Of the other main powers, Pergamon was becoming a true Empire, with client states in the Aegean, among the Gallic tribes centered on Angora, and allies in the great Kingdom of Phrugian Pontus, and its allied tribes of the southern Phrugians, who were also closely aligned to the Haianin, who occupied the old Urartuan-Hurrian lands in the north, and were feared for their ferocity in war (as was testified by Xenophon in his Anabasis, before Alexander's great Empire); all these peoples were allied to Pergamon, either directly or through intermediaries, primarily the Kingdom of Pontus, which under the legacy of Mithridates the Elder, ruled the Pontic Hellenes and a greater portion of the Phrugian people (through their old marriage of the last female of Mithridates' line to the Phrugian prince Midas VII, the heir apparent to the Phrugian throne. When Midas VII inherited the Phrugian throne from his dying, a number of the southern tribes agitated, and requested to be allied tribes of the Phrugian throne, not direct subjects, which he granted (in his infinite wisdom; he also negotiated with the Thracian tribes to stop their raiding of Phrugian lands before he ascended the throne). It was through this act that he gained the allegiance of the Haianin tribes, who respected wisdom, and after his death deified him as a god of judgement, his mind was so great and his wisdom so widely respected.
Farther east was the expanding Empire of Parthia. Heir to the great persian empires of old, she ruled primarily through the old Satrapy system, except along the frontiers in the west, where royal authority was concentrated. In the northern frontiers, they were blocked by the Haianin and their Phrugo-Hellene allies, but they expanded north of that, into the lands of the Albans and assorted other tribes of the Caucasus, into the plains of the east. North of the mountains, they were bested by Alan horsemen (the Parthians had not brought their calvary over the mountains, since they did not know of the steppes to the north). They thus settled in Alban, and brought many of their steppe tribe relations there to settle, eventually replacing the Albans themselves. The Parthian Empire, thus blunted in the North, turned its attentions to the decaying rule of the Seleuclids in Mesopotamia and northern Suria. They took over the majority of Akkad, Chaldea, and Assuria, but in the west they were blunted by the might of the resurgent Kemet.
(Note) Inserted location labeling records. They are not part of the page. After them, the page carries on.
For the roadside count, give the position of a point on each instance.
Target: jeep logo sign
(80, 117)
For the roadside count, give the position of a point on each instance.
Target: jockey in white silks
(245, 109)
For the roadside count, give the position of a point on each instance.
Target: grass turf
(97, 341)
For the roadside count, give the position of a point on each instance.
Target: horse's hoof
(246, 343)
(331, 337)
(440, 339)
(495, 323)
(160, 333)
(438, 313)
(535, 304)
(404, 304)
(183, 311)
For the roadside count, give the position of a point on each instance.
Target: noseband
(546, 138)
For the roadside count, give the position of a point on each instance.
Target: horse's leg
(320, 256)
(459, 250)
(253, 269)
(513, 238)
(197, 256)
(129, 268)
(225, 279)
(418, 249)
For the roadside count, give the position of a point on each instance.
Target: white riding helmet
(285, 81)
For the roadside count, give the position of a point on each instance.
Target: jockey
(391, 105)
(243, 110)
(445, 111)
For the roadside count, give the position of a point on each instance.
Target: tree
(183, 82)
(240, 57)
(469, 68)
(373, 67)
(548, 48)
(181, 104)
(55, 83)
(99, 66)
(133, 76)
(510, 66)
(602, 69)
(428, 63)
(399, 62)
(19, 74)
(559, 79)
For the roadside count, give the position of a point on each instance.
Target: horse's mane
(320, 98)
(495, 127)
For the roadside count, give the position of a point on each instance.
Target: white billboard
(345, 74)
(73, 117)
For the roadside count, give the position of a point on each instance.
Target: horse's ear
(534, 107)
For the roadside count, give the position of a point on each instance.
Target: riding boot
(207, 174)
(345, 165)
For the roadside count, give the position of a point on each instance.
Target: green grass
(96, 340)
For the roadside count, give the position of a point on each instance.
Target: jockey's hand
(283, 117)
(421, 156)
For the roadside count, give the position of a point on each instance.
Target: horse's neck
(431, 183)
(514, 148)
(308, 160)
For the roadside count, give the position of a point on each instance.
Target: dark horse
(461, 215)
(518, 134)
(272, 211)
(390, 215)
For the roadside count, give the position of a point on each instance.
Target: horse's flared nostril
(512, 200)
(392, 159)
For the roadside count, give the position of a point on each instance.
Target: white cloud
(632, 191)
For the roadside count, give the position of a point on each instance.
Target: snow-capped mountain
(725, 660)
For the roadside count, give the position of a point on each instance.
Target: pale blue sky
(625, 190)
Thus was set up the main powers in the next wars of the Fertile Crescent. They continued their rivalries, but only Kemet realised the importance of the so-called 'primitive' tribes of Arabia and Numidia. Kemet envoys journeyed among the tribes extensively, noting their various habits and abilities. This they greatly capitalised on. by this point (900AUC), most of the Arab tribes followed the religion of Ibrahim, that of the Hebrew tribes under Kemet rule. sensing an opportunity here, the newly ascended pharaoh Ramses VI Warrior (a prince well schooled in the art of diplomacy, having in his youth been educated in Carthage and making peace between the Punic colonists in Iberia and the natives) made independant the Hebrews, and rebuilt their temple in Ierušalim, endearing himself to the Hebro-Canaanite-Arab tribes of Palestine and Arabia. This action was to have severe consequences for Parthia in the next war.